La génesis del señor Königsberg
Juan Jacinto Muñoz-Rengel el nacimiento y el desarrollo de una novela tan peculiar como es La capacidad de amar del señor Königsberg.
Cuando busco algo nuevo que leer, me ocurre algo muy parecido a cuando empiezo a escribir un libro. Quiero encontrar algo que me sorprenda, que rompa los moldes y las normas, una historia que no solo me desconcierte sino que me parezca libre, completamente libre y novedosa en forma y contenido. Supongo que, como tantos otros, intento escribir aquello que como lector me gustaría descubrir en los estantes de las librerías.
Y creo en esa magia. Después de tantos años, sigo creyendo en la posibilidad de que cualquier cosa —todas las cosas, también las que capaces de cambiar el mundo o de cambiarnos la vida— puede surgir del papel en blanco. Es casi en lo único que creo.

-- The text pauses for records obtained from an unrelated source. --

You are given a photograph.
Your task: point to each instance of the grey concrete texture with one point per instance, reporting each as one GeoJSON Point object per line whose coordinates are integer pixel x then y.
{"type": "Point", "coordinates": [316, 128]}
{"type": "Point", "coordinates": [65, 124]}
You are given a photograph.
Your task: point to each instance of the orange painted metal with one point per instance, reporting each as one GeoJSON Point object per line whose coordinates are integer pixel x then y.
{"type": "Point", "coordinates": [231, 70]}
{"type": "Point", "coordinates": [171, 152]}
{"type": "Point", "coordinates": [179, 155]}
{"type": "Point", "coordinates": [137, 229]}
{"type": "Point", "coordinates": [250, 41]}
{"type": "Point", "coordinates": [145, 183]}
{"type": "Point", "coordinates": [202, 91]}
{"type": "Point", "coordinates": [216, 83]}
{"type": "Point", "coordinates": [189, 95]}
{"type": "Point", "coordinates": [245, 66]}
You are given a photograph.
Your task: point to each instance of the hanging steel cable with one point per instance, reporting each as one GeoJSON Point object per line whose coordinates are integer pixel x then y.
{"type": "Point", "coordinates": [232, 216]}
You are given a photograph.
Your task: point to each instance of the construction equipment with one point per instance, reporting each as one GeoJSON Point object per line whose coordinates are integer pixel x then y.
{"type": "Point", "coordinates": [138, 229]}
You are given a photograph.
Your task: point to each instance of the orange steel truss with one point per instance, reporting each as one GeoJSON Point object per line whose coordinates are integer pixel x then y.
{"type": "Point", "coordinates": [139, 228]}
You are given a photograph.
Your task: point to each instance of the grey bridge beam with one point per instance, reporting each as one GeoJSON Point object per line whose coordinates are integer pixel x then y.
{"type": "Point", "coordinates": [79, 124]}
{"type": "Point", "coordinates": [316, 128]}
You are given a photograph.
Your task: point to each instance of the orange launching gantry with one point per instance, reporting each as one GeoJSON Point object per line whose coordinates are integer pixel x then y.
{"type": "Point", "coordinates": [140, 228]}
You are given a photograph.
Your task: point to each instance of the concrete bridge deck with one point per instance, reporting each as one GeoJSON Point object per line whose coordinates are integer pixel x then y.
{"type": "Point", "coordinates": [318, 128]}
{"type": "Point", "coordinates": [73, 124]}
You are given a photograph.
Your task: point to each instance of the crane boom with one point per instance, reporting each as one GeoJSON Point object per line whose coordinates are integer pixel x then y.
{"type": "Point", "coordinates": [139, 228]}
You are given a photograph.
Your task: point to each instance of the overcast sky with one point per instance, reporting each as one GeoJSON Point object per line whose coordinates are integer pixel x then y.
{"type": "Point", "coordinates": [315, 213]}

En esta convicción fue como concebí La capacidad de amar del señor Königsberg, tratando de sorprenderme y divertirme y perturbarme y sabotearme a mí mismo. La primera idea era sencilla: ¿qué pasaría si mi personaje protagonista no cambiara nunca, si ocurriera lo que ocurriese nunca evolucionara o alterara sus hábitos? Es sabido que para que haya relato tiene que haber cambios, tiene que haber un conflicto y movimiento para que el engranaje narrativo se ponga en marcha. Lo que nos lleva a la segunda premisa: ¿y si todo lo demás cambiara a su alrededor, y si cambiase hasta el extremo de transformar el planeta? Esas dos tensiones, entre el personaje y lo que lo rodeaba, eran sin duda el germen de una novela. La tenía delante, lo sabía, podía intuirlo. Recuerdo que estas ideas me vinieron estando en la playa, un septiembre lluvioso, agotando unas vacaciones tardías bajo una calada sombrilla de paja, sin mucho más que hacer que leer y tomar notas. Ya tenía lo más fácil, el motor de la historia. Lo único que faltaba ahora era hacerla saltar de sus costuras. En realidad, todo lo demás también terminó fraguándose en mi cabeza en aquella playa. Mi mente iba más rápido que mi mano, aparté las notas y acabé grabándome una docena de archivos de audio que años más tarde se convertirían casi sin diferencias en los doce primeros capítulos. Allí estaba ya todo, articulado con frases vacilantes: cómo el individuo del que todos dudaban podría sobrevivir a los demás, cómo el aparentemente menos apto sería la salvación de nuestra especie, cómo el propio libro iría cambiando de género literario según se sucedieran los puntos de giro, ante la inmutabilidad del señor Königsberg, a quien solo atañerían sus propias rutinas y el amor incondicional por su amada. De la realidad estática de una oficina a la deformación kafkiana, del surrealismo a lo fantástico, de ahí a la ciencia ficción, a la literatura postapocalíptica, a la utopía feminista.
Lo peor para mí, sin embargo, fueron esos años. Los años transcurridos. En casa siempre me dicen que tengo que escribir lo que me quema en la mente y en la punta de los dedos en este momento. Y eso creía estar haciendo esta vez, cuando no hace mucho estaba dando forma por fin, negro sobre blanco, a La capacidad de amar del señor Königsberg. Pero los proyectos se acumulan y la vida te arrastra, y cuando me quise dar cuenta había pasado mucho más tiempo del que creía desde aquel septiembre hasta que pude abordar esta historia concreta. Creo que esto es lo más cerca que puedo estar de perseguir mis propios planes. Por suerte, en ese lapso de tiempo tuve una hija, una hija que aquel final de verano no existía y sin la que no habría podido solucionar la inhumanidad de Paul Königsberg. Cuando me encontraba naufragando en el problema, ella misma, con menos de dos años que debía de tener por entonces, me dictó lo que tenía que hacer. Era de noche, estaba a punto de dormirse, y me dijo que ella tenía que aparecer en el libro de los extraterrestres. Con la lucidez que precede al sueño, me dijo todo lo que se encuentra detallado en ese tramo de la novela. La obedecí, claro. Y ese fue el punto de giro definitivo para desarticular al tozudo Königsberg.